Ideas are only as good as the problems they solve
Through my years of conducting creative problem solving workshops and consulting work, I have had one major disappointment: What happens to the ideas after the workshop? I see a lot of excitement in creative problem solving sessions and some really good ideas too, but not many of such promising ideas make it to the light of the day. There are three reasons for this gap. Firstly, the problems haven’t been well defined and do not appear as priority for the leadership team, and hence the ensuing ideas mostly get lost. Secondly, the over reliance on external experts and coaches doesn’t enable robust capabilities to be seeded at the organization, as most of the knowledge and skills remain undocumented. Thirdly, there remains a general lack of structured approach and a discipline to follow-up on the ideas and to create real impact of those ideas through scale.
Design Your Thinking has attempted to address each of these issues. Firstly, by bringing to prominence the stage of Inspire, the book links the problem solving exercise to the strategic intent of the organization and how the leadership must craft a well-reasoned design brief. Secondly, there’s a chapter on Design Thinking in Action, presenting the outline of a typical two-day design thinking workshop and the approach one could take to host a similar endeavor at one’s organization or at a client’s premise. Thirdly, through a rigorous discourse on Scale and associated tools of measuring performance, the text offers sufficient fuel for a team to systematically take valuable ideas to a logical conclusion.

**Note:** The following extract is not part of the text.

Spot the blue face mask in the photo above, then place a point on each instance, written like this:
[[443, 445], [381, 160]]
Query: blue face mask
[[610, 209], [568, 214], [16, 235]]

In summary, Design Your Thinking offers a domain-agnostic, function-independent, and practically relevant approach to problem solving, which is amicable to an Indian context and adopts an end to end view of how design thinking could make a difference between ad-hoc approaches of ideation versus a more reliable, repeatable, and scalable model. I hope you found this piece insightful and are excited to pick the book up. I look forward to hearing from you.